Of all the Lisp dialects, Scheme is my favorite, for a few reasons:

  • It is absolutely tiny. Guile is relatively large (not as big as Common Lisp), but other implementations are unbelievably small. for example the Chez Scheme “petite” interpreter is fully compliant with the R5RS standard, and the executable is like 308 kilobytes on a 64-bit Linux computer system.

  • Hygienic macros with syntax-case

  • Recursive functions over using the loop macro of Common Lisp. When writing algorithms, I personally find it easier to reason about recursive functions than loops. Scheme also provides me the ease-of-mind that comes with knowing the optimizing Scheme compiler will ensure recursive loops will never overflow the stack.

  • Pattern matching is well supported by most Scheme implementation.

  • It is a "Lisp-1" system, meaning there is only one namespaces for variables and functions, as opposed to Common Lisp (a "Lisp-2 system") which allows a name to be either a variable, a function, or both. I personally find it easier to reason about higher-order functions in Lisp-1 systems.

  • Support for Delimited Continuations, which is a fairly recent discovery of computer language theory (first being discussed back in the 1990s), but is available across a few Scheme implementations.

Common Lisp

That said, I am also starting experimenting with Embedded Common Lisp (ECL) because it is a lightweight standards compliant Common Lisp implementation that compile your program into C++ code, and this is useful to my professional work.

The modern software industry, especially in the realm of big data and machine learning, has mostly settled on a pattern of using C++ for creating performance critical libraries, and creating Python binding to the C++ libraries for scripting. I was hoping languages like Haskell and/or Rust might come along and change all this, but it will take decades (if ever) for the software industry to turn in that direction.

The problem with Python, in my experience (and I believe many other software engineers would agree) is that it does not scale well to larger applications at all, whereas Common Lisp does. This is for various reasons, but mostly due to how Lisp does strong dynamic typing, and also the CLOS implementation of the meta-object protocol. Yet too many companies waste time writing large applications in Python — applications that are much larger than the scripting use cases that Python was originally intended to be used. I believe this is time and money better spent on other things.
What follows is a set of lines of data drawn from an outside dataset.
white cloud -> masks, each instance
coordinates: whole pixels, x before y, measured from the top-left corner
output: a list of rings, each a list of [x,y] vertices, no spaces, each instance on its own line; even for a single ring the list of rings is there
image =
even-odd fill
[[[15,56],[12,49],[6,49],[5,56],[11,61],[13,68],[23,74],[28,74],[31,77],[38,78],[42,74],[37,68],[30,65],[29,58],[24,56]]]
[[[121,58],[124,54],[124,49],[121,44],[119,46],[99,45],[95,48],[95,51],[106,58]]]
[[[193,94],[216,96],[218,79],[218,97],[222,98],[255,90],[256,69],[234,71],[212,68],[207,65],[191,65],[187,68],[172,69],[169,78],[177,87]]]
So I see Common Lisp, and the ECL compiler, as a potentially viable alternative to the sub-optimal status quo of Python as a scripting layer around C++ code libraries, at least perhaps for my day job, if not being more generally true industry-wide. Mostly, ECL would allow me to write a program in Common Lisp instead of Python, but deliver to my clients the C++ code that ECL generates to be used in their machine learning projects. (I have not actually done this yet, I am still investigating whether this would be a viable solution to any of my projects).

ECL makes it easy to use C++ libraries through Lisp instead of Python. And there are so many good C++ libraries out there: Qt, OpenCV, Tensorflow, PyTorch, OpenSceneGraph, FreeCAD, Godot game engine, Blender. And it compiles easily on Linux/Unix (GCC), Windows (MSVC), and MacOS (via Clang++), so good for cross-platform development.

Conclusions

So in spite of Lisp being such an old family of languages (its earliest incarnations dating all the way back to 1958), and being superseded in popularity and widespread use by languages like Python and JavaScript across the software industry, Lisp is still a modern, relevant, evolving, and very useful family of programming languages. At the same time, a Lisp such as Scheme or Common Lisp would even be a better choice of programming language in many applications where Python is currently used.

I just hope I eventually find the time to try out all of these Common Lisp and Scheme related ideas I have. I especially hope ECL turns out to be a profitable technological choice for the professional work that I do. But only time will tell.